What We’re Trying Now: Living Documentation
Current experiment (six months in, seems to be working better):
Every doc must have an owner and an expiry date. When you create a doc in Notion, you assign an owner and set a “Review by” date (usually 3-6 months out). When that date hits, owner gets pinged: “Is this still accurate? If yes, extend the review date. If no, update it or archive it.”
This forces us to confront stale docs rather than letting them accumulate. We’ve archived ~40% of our original documentation. Turns out most of it wasn’t needed.
Quarterly documentation review sprints. One week per quarter, design team does no new work. We spend the week:
- Reviewing all docs due for review
- Updating outdated screenshots and examples
- Consolidating duplicate docs
- Actually reading each other’s docs to see if they make sense
This sounds like overhead, but it’s better than continuous low-grade doc debt that slowly makes all documentation untrustworthy.
“If it’s not in Figma or Notion, it doesn’t exist” rule. No more design decisions in Slack threads, email, or meeting notes. If a decision happens, it must be added to either:
- Figma (for component/visual decisions)
- Notion (for process/strategy/research decisions)
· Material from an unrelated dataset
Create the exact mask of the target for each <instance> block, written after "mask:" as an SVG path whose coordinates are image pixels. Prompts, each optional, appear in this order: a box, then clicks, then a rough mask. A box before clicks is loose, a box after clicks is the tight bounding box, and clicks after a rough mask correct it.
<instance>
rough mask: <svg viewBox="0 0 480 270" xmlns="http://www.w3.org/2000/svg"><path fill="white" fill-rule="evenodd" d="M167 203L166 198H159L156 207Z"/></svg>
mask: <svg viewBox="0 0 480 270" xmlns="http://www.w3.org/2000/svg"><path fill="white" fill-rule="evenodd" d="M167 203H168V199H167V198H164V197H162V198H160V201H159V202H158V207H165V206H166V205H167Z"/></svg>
This is hard to enforce and feels rigid, but it prevents the “I’m sure we decided this six months ago but I can’t find where” problem.
Single source of truth, published everywhere. Our design system source of truth is Figma. But we generate docs from Figma and publish to Notion (for context and usage guidelines) and Storybook (for engineers).
When we update Figma, we have a checklist: “Did you update Notion? Did you update Storybook?” Not perfect, but better than maintaining three separate docs.
What Still Doesn’t Work
Keeping docs current without making it a full-time job. Our quarterly review sprints help, but docs still drift between sprints. I don’t know how to make documentation feel like part of the work rather than extra work on top of the work.
Knowing when something needs documentation. Not everything needs a doc. Some decisions are small and reversible. But we don’t have good intuition for “this needs to be written down” vs “this is fine to keep informal.” So we either over-document (more graveyard docs) or under-document (critical context lost).
Automated approaches. I keep hearing about tools that auto-generate docs from code or design files. Has anyone actually made this work for design documentation? What tools? What’s realistic vs hype?
Making docs searchable across tools. We have docs in Figma, Notion, Confluence, Dovetail, and Storybook. Search within each tool is fine, but cross-tool search is terrible. Do you consolidate everything into one tool, or is there a better way?
What I’m Curious About
For those who’ve figured out sustainable documentation practices:
- How do you keep docs current without quarterly doc sprints or constant maintenance overhead?
- What’s your mental model for “this decision needs documentation” vs “this is fine to leave informal”?
- Any tools or automation that actually reduces doc burden rather than adding to it?
- How do you handle the tension between comprehensive documentation (everything is written down) and useful documentation (easy to find what you need)?
I suspect the answer isn’t “better discipline” but rather different systems or tooling, but I’m open to being wrong.